I am reading online scribe notes on linear regression and I am being quite confused (since did not do linear algebra for a while) on how Pythagorean theorem is being applied here:

First of all I am confused of what "cost" is and then how we get from
$$\arg min_x ||A(x-x') - bb'||_2^2 $$ to
$$\arg min_x ||A(x-x')||_2^2 - ||b'||_2^2 $$ ? E.g I need some intuition and mathematical explanation of what is happening here and how Pythagorean theorem is used in vector space.
Also why $$\arg min_x ||Ax - b||_2 \equiv \arg min_x ||Ax - b||_2^2 $$?
Thank you!
The cost is $\arg\min_x ||Ax-b||_2^2$, and one aims at finding a minimizer $x$.
The "Pythagorean theorem" refers to the fact that
$$||x+y||_2^2 = ||x||_2^2 + ||y||_2^2$$ whenever $x \perp y$.

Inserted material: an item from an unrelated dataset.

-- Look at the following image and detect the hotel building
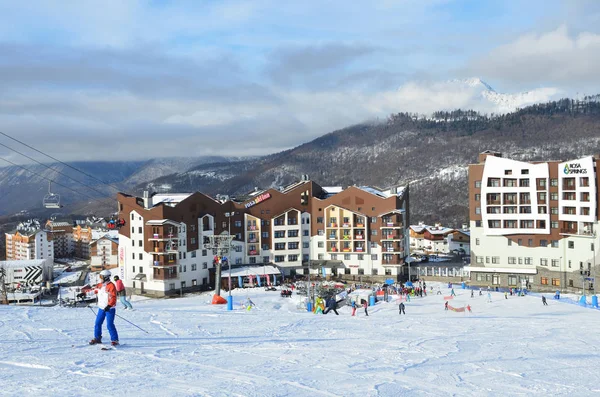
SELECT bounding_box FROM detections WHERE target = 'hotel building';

In general (Hilbert spaces over $\Bbb{C}$), we have
\begin{align} ||Ax-b||_2^2 &= \langle A(x-x') - b', A(x-x') - b' \rangle \\ &= \langle A(x-x'), A(x-x')\rangle - 2\mathop{{\rm Re}}(\langle A(x-x'), b'\rangle) + \langle b',b'\rangle \\ &= ||A(x-x')||_2^2 + 0 + ||b'||_2^2 \tag{$b' \perp A(x-x')$} \\ &= ||A(x-x')||_2^2 + ||b'||_2^2 \end{align}
To address that last problem, observe that for any strictly increasing function $f$, $x < y \iff f(x) < f(y)$ by defintion, so $f(p(x))< f(p(y)) \iff p(x) < p(y)$. Take $f(x) = x^2$ on $[0,\infty)$ to finish the argument.